Proper technique is particularly important if you are incorporating new equipment into your routine, says Mary Bauer of Fitness Connection for Women. “Everyone wants to try kettlebells because the results are so incredible, but no one at our facility is permitted to even pick one up until they’ve taken Kettlebell 101,” she says. “The kettlebell workout, a longtime training tool of the Russian army, is a form of ‘functional training’ that is changing the fitness industry, according to Bauer. “Sitting at a machine or doing repetitive movements with free weights does not have a practical application. In real life, we’re always moving, and that’s the philosophy behind functional training. It works the core and the other muscles, so you grow stronger very quickly.” In addition to the kettlebells, Bauer also recommends TRX suspension training. Developed by a Navy SEAL, TRX utilizes a system of ropes that relieves joint pressure during exercise. “It’s ideal for obese individuals, especially those with bad knees who can’t do traditional weight-bearing exercises.”

If you’re looking for a workout that emphasizes the fun, consider the fast-paced Latin rhythm of zumba. “It’s almost impossible to come to a zumba class and not feel joy,” says Maria Rivera, a certified instructor at St. Anthony’s Medical Center.

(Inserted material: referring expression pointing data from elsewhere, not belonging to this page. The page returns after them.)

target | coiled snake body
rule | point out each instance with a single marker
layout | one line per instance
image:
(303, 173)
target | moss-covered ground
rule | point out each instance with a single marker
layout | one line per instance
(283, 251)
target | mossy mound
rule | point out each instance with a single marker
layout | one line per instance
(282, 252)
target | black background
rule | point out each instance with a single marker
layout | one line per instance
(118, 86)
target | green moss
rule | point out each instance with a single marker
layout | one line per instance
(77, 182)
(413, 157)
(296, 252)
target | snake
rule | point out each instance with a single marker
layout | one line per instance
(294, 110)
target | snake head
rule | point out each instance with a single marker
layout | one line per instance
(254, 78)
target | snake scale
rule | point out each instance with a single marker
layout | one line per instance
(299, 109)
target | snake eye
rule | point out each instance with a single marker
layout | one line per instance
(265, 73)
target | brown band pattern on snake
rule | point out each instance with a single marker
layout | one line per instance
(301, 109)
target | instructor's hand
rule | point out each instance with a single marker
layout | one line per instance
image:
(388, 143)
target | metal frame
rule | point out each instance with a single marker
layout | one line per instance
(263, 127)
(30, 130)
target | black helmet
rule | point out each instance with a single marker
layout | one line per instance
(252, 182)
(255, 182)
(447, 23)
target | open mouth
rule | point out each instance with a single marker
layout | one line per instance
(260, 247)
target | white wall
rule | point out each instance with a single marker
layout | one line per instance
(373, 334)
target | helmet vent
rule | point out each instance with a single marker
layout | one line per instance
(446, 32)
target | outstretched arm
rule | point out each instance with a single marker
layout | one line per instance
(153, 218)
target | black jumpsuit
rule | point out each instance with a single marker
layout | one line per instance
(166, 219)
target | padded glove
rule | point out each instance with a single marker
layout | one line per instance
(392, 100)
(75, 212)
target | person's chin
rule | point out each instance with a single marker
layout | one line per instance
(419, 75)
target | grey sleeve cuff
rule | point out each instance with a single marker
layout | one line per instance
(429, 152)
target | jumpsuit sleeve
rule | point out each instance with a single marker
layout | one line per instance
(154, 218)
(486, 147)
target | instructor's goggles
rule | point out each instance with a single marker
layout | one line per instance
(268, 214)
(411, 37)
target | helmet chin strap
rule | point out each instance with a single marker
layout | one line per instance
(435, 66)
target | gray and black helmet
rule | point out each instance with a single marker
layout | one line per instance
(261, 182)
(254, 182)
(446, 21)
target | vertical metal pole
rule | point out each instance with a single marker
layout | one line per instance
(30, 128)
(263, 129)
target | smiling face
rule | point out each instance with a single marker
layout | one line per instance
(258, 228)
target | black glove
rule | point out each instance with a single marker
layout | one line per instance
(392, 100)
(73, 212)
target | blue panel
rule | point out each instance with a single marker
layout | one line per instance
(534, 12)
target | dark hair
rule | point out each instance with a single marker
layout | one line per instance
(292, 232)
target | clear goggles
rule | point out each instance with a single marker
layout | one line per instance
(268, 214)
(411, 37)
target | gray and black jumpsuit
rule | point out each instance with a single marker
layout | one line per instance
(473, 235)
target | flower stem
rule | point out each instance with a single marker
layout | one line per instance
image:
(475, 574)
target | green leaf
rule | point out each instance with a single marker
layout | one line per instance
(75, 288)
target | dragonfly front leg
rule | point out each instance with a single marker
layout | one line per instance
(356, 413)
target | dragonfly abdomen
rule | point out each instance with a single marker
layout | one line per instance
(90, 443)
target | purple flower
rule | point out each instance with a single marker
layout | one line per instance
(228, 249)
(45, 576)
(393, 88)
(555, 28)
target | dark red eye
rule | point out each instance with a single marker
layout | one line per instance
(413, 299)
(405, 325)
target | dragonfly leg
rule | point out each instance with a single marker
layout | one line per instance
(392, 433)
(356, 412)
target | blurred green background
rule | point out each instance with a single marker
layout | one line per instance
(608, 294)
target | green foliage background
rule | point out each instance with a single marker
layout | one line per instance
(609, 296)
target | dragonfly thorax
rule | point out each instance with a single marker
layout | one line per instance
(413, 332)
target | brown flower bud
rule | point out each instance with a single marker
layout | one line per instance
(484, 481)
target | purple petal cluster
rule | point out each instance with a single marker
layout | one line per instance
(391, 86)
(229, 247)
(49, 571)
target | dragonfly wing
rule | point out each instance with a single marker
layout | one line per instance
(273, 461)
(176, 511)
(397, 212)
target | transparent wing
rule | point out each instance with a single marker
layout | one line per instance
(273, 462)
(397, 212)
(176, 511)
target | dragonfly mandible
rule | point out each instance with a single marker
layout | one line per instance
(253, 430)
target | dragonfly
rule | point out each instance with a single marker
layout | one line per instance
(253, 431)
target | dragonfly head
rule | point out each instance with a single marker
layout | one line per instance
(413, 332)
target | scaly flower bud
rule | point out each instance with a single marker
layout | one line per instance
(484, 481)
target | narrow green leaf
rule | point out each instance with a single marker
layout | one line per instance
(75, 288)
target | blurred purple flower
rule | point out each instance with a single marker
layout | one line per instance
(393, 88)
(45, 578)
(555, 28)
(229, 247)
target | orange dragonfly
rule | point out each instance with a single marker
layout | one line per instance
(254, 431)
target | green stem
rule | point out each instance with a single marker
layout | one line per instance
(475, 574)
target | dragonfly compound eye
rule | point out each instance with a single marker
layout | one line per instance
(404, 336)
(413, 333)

“The music is so uplifting! No one notices how hard they are working, because they are having such a good time.” Rivera, who was certified in Puerto Rico by zumba creator Alberto ‘Beto’ Perez, explains that a zumba workout incorporate four basic rhythms: merengue, salsa, cumbia and reggaeton. “But my classes are not tightly choreographed. I grew up with these rhythms and I encourage people to just respond intuitively to the music, without being concerned if they are ‘doing it right.’”

Choreography is often an important element of Turbo Kick® , a popular class at the Jewish Community Center (JCC) that combines kickboxing and dance moves set to high-energy music.

“Turbo Kick® classes can have a martial arts or a dance emphasis, depending on who’s teaching,” explains James Pedersen, JCC director of fitness. “Our instructor takes a very rhythmic approach.” The aquatic version is especially popular with older adults, says Pedersen, because it’s a low-impact cardiovascular workout that also improves balance and strength.

Improved balance is the focus of ‘Beaming,’ another JCC class with fans of all ages, adds Pedersen. “The equipment looks like a traditional balance beam, but it’s only a few inches off the ground, so there’s no fear of falling. The workout integrates upper body carriage with lower body gait while working the core muscles—a great whole-body workout.”